By the time the police had overtaken the truck ‘Dolphus and Do Tell were not on it. They had seen the fate descending upon their comrades and had escaped across the murky lots and fields. However, the Chicago police were notified of their “names” and of the addresses of the prisoners already arrested, and after a few days’ detective work Adolph ‘Dolphus” Jones and John “Do Tell” Lamar, 19 and 18, were also picked up, to be later convicted of larceny of a truck.
That is the way truck pilferers do their work. In the vicinity of Chicago, say police, they work in gangs of two to six or eight and actually know each other only by such nicknames as Big Teeth, Cue Ball, etc.

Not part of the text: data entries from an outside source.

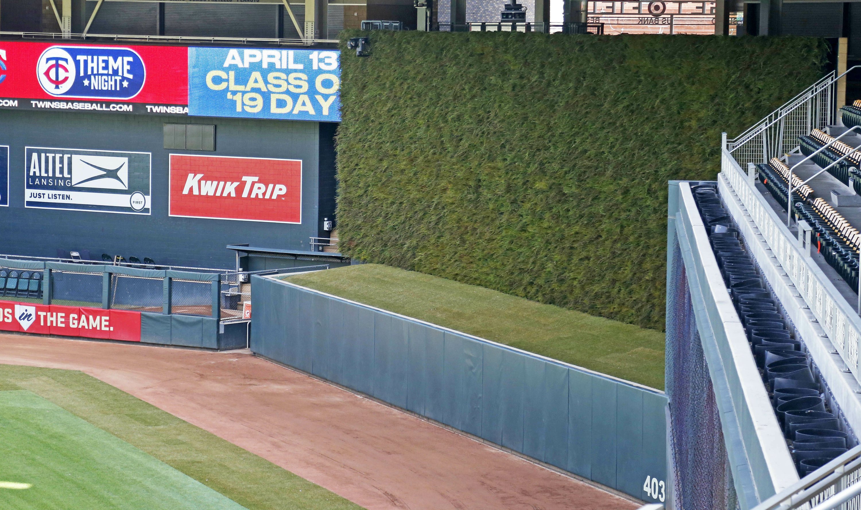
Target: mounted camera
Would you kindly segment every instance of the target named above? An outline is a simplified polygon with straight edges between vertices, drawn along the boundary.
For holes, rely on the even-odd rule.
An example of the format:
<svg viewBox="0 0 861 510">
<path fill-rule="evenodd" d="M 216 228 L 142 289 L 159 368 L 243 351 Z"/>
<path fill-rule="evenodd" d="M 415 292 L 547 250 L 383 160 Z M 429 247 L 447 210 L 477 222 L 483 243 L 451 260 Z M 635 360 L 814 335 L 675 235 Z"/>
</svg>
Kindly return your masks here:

Cases of pilferers following a truck for more than a hundred miles before seeing their oppor- tunity to board it are known to police.
That brings us to the way the pilfering menace has been cleared up in the Chicago region so successfully that from more than a thousand pilferings of one company’s trucks last year there has been only one case of pilfering reported In the last two months. It was done by educating truck drivers to watch their own trucks and each other’s trucks, by asking gas station attendants and lunchroom men to look for slashed tarpaulins on passing trucks and for suspicious cars following trucks.
In rural areas it was accomplished by a very effective system of traps in which every truck or car leaving a designated area was stopped and searched. In the last year or two virtually every hijacker or truck thief left in the vicinity of Chicago has been either sent to the penitentiary or driven away to easier pastures in some other part of the nation.